GALLERY
The DPW Gallery, in front of the workshop, exhibits members’ work throughout the year. Members can apply for solo or group exhibitions, while group shows of smaller format prints are held in the summer and winter months to showcase all of the members’ new work.
The DPW Gallery has a wide variety of original prints of all sizes for sale. Small format prints are packaged and displayed in the gallery, while large works are available from the print portfolios. Come in and browse our selection to see the range of artwork from Dundarave members.
CURRENT SHOW

Impressions of the Pacific Northwest with works by Betty Jean Drummond
Betty Jean Drummond graduated with honours from the Ontario College of Art and worked as a commercial artist before discovering a passion for printmaking. This retrospective includes Drummond’s richly textured landscapes of the Pacific Northwest mountains, seasides, marshlands and rock formations often including sweeping flocks of birds.
Betty Jean’s printmaking experiments combine both intaglio (etched with acid) and collagraph (building up from the surface) on the same plate, as well as combining plates.
In both the lyricism of her artistic expression and her mastery of technique, she was unique.
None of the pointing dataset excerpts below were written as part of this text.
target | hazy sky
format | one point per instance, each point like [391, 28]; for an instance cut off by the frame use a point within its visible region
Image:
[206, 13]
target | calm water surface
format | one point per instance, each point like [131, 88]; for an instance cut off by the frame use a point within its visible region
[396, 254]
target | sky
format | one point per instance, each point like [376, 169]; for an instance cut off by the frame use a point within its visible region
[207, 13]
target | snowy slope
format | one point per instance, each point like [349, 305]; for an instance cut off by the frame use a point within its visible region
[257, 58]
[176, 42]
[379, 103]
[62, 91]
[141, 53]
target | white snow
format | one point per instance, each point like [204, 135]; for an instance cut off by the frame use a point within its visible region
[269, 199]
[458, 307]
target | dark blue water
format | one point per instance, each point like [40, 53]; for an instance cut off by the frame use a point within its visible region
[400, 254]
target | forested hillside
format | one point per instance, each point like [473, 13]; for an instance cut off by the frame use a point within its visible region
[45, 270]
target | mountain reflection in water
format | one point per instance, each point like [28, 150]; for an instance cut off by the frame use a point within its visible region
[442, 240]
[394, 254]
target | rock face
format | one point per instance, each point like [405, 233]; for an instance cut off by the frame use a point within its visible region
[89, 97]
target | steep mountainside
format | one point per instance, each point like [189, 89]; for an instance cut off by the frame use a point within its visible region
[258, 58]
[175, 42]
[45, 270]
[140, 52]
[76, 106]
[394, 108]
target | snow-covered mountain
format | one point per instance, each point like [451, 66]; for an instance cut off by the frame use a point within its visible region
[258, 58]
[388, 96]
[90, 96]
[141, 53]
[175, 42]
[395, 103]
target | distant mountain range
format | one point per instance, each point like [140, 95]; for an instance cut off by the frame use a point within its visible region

These powerful images from a 40 year printmaking career can be seen at Dundarave Print Workshop and Gallery from February 26 to March 23, 2025.
LAST SHOW

This collection of prints represents the intersection of the past and present. They are for me a mirror of my experiences, memories, and historical context, expressing the introspection and inner turmoil that has shaped me as a person.
You will notice that death is a prominent theme in this body of work, with many pieces incorporating narrative imagery from the Tarot and traditional Catholicism, two cultures whose relationships with death are woven into the fabric of their stories. Death is central to my work for a few reasons:
How do we converse about loss without becoming numb? I turn to printmaking because I need to talk about these circumstances without words, and to do so wordlessly is easier on the heart. Bell Hooks states: Justice is a necessary element of love. The problem is not death but having our loved ones taken from us because of greed. I cannot think of death as an outsider; it is inside my love and in the pain of all of us who are hurting; in the injustices that make the act of waking up a nightmare, one that can only be confronted by nurturing spaces of joy.